Wednesday, February 7, 2007


One way we all participate in Real Energy is to eat. True, fossil fuels make up a portion of the way we get food, but at base we all rely on photosynthesis to eat. The food chain is grounded in this. Actually, it is better to call it a food web and in a more immediate way than usually taught in school. For most of our lives, when we eat we are not making a bigger us, adding mass to our bodies, we are making a more active us. If we sum up at the end of our lives what we've eaten and subtract what we've eliminated and what's left to bury there is a whole lot of food mass that is missing. Where did it go? It's been pushing up daisies all along.

The carbon that plants pull from the air to construct their bodies is sent right back to them when we eat and then exhale that carbon back to the atmosphere. We are carbon evaporators built to feed plants. Plants are carbon catchers built to feed us. The plants have it a little easier because they don't have to chew.

While the picture of returning our bodies to the solid soil and the web of life is correct, it misses the main show which is the passing back and forth of carbon through the tenuous air. At the center of all this is the process of photosynthesis that frees the carbon we've bound to oxygen and makes it available to make the starch and sugar we eat.

Another way many of us participate in photosynthetically mediated real energy is through combustion. The ethanol that is added to our gasoline to reduce smog comes from plants and those who heat with wood or pellet stoves also use combustion to evaporate carbon back to plants. The question I'd like to look at is: Can we do this more to get away from ghost energy and participate more fully in real energy?

I've mentioned algae before and there is a reason for that. The amount of oil you can get from algae compared to rooted plants is much greater. The main thing is to look at energy per unit area per unit time. For ethanol production we get:

400 gal/acre Corn
665 gal/acre Cane
1000 gal/acre Switchgrass

For oil production we get:

18 gal/acre Corn
48 gal/acre Soy
110 gal/acre Peanut
10,000 gal/acre Algae

And you get about as much ethanol from algae to boot. Ethanol comes in at about 20 Mega Joules per liter and oil comes in at around 33 Mega Joules per liter so taking an acre to be 4047 square meters and a liter to be 0.264 gal and one year to be 3e7 seconds we get 0.25 watts per square meter for corn ethanol, and 0.02 watts per square meter for corn oil. For algae we get about 11 watts per square meters from the oil. The algae is getting close to what we can get from silicon solar cells (about 40 watts per square meter averaged over day and night).

There is a catch though, for the algae, the high efficiency is boosted by using a concentrated source of carbon dioxide such as a power plant. So, a source that could provide something like the amount of liquid fuel we consume for transportation is stuck to consuming fuel in another way.
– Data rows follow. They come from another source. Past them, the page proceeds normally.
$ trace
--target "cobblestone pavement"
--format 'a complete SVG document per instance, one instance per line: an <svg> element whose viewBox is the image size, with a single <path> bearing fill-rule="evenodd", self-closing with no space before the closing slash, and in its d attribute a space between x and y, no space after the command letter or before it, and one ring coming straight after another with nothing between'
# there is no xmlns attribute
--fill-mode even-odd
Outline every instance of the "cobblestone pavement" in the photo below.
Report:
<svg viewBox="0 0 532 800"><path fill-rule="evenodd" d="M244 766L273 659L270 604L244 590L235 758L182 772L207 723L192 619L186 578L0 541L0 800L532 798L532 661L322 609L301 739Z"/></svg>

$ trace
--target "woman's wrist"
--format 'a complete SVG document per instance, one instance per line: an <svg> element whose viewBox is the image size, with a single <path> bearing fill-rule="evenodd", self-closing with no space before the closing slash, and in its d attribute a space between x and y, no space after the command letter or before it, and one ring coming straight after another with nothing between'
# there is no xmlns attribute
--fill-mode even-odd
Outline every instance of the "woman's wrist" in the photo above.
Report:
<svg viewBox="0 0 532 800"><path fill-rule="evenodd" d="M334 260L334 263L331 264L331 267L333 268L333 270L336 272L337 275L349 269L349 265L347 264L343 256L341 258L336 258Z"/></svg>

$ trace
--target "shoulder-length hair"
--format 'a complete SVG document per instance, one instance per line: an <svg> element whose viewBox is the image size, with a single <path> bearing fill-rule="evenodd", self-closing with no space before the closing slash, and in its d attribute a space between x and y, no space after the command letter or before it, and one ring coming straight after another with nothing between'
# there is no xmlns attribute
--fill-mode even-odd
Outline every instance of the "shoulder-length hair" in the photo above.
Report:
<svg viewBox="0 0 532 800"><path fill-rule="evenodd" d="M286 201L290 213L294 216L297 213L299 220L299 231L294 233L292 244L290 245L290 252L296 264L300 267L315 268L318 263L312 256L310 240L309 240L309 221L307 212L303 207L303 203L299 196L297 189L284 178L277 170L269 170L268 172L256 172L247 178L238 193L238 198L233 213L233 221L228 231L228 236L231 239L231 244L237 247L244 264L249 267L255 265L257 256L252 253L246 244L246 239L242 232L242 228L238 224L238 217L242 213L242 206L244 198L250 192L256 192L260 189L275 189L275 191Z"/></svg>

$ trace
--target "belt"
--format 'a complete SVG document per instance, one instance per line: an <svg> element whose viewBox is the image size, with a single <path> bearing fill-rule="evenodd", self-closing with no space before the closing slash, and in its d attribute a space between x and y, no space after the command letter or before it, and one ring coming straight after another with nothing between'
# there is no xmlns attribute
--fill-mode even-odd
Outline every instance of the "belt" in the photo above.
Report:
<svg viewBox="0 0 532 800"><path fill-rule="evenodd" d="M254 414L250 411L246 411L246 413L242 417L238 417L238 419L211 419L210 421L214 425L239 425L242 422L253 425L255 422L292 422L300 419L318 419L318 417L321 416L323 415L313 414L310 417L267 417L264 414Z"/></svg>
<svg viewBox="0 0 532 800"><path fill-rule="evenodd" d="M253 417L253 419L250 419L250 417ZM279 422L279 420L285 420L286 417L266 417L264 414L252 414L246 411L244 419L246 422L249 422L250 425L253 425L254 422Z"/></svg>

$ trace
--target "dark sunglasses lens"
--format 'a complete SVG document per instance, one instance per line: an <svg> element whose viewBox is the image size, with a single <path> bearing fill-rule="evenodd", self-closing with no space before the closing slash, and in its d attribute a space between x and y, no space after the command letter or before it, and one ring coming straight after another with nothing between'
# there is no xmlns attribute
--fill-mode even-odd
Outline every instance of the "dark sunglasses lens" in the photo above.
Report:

People like to enclose the algae to ensure that the particular strain that is good for producing oil is not out competed by a less useful strain and also to reduce water evaporation but this makes getting the carbon dioxide to the algae a little tough. Sounds like a job for hemoglobin or something like it.

If we demand less in the way of liquid fuels so that we are not setting up a competition between food and fuel, then there is an opportunity to reduce the extra carbon we've put into the atmosphere and still derive some fuels from plants. Not too surprisingly, the method is organic.